Taekwang Industrial Co, Ltd.
- Native name: 태광산업 주식회사
- Type: Subsidiary
- Founded: 1950; 76 years ago
- Founder: Lee Im Yong
- Headquarters: Seoul, South Korea
- Key people: Lee Boo-ui, Jeong In-chol (CEO)
- Revenue: 2.1 trillion KRW (2011)
- Parent: Taekwang Group
- Website: taekwang.co.kr

= Taekwang Industrial =

South Korean chemical and textile company

Taekwang Industrial Co, Ltd. is a South Korean chemical and textile company headquartered in the Jangchung-dong area of central Seoul, with plants located in China as well as in Korea. Founded by Lee Im Yong in 1950, the company has developed into a manufacturer of textiles, petrochemicals, wet weather and safety clothing products, and is part of the Taekwang Group.

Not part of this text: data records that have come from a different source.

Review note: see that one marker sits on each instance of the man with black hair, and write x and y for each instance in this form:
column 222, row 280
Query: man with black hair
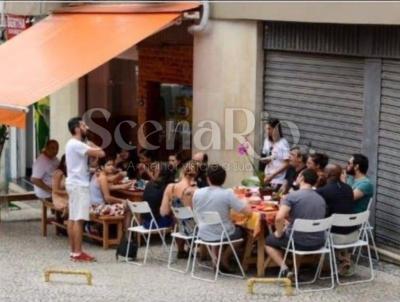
column 363, row 190
column 77, row 183
column 202, row 159
column 215, row 198
column 297, row 162
column 303, row 204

Taekwang Industrial had established a foundation in Seoul Sehwa High School. Taekwang produces Acelan brand spandex, raincoats, umbrellas, sodium cyanide, and black abaya fabric. Taekwang Industrial's electronic division, Taekwang Eroica, manufactured phones and audio electronics products, including the Eroica brands. However, the electronic division was shut down when Korea's audio market dried up in December 2005.

Taekwang Industrial's 2023 sales are KRW 2.2655 trillion.